By : Jack Dougal
April 10, 2018 09:00 AM
The Reserve Bank of India (RBI) has announced new measures prohibiting the country’s regulated financial institutions from dealing in cryptocurrencies, also known as virtual currencies (VCs).
In a statement, the central bank said the growth of Bitcoin, Ripple, Ethereum and the like has raised concerns linked to consumer protection, market integrity and money laundering.
RBI stressed it had “repeatedly cautioned” users, holders and traders of cryptocurrencies about these issues.
“In view of the associated risks, it has been decided that, with immediate effect, entities regulated by RBI shall not deal with or provide services to any individual or business entities dealing with or settling VCs,” the institution stated.
“Regulated entities which already provide such services shall exit the relationship within a specified time.”
RBI took a more positive stance on blockchain, the underlying technology that allows Bitcoin to function. It said these sorts of innovations “have the potential to improve the efficiency and inclusiveness of the financial system”.
The Indian central bank’s ban is the strongest action yet taken by any major body against cryptocurrencies, the growth of which has started to attract the attention of regulators and governing bodies around the world.

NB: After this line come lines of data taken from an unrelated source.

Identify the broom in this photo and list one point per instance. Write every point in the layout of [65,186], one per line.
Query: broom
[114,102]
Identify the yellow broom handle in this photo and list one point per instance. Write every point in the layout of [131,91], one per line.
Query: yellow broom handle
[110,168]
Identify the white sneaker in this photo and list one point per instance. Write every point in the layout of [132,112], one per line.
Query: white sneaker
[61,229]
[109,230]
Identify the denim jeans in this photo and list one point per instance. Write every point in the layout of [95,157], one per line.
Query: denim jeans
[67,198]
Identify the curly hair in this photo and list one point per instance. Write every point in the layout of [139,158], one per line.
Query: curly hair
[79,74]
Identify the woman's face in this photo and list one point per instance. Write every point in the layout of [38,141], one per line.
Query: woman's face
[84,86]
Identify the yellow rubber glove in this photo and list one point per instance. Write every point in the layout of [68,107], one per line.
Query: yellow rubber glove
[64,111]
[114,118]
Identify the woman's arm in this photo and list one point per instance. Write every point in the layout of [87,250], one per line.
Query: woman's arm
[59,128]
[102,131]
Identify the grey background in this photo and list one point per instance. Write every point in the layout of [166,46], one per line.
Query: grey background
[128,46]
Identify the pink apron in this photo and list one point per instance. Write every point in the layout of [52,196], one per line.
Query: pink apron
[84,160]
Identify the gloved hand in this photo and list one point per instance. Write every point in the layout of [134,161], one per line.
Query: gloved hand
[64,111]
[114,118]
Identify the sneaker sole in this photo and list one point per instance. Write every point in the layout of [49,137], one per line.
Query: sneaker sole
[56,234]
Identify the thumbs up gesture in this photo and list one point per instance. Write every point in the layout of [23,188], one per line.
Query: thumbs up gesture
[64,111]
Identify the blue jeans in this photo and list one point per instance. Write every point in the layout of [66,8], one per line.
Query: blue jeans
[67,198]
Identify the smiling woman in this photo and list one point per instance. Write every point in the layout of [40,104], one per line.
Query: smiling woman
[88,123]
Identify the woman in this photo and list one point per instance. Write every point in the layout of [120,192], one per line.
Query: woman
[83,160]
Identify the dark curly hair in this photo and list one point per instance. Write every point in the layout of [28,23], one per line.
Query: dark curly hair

In February 2018, the UK’s Treasury Committee announced the launch of a new inquiry into digital currencies and distributed ledger technologies, such as blockchain.
The inquiry will look into the role of digital currencies in the UK and the potential opportunities and risks associated with them, as well as the possible impact of distributed ledger technologies on financial institutions.
It will also look at how regulation could strike the right balance between enabling innovation and providing protection for consumers and businesses.
Nicky Morgan MP, chair of the Treasury Committee, said people are becoming increasingly aware of cryptocurrencies, but might not know that they are currently unregulated, with no protection in place for individual investors.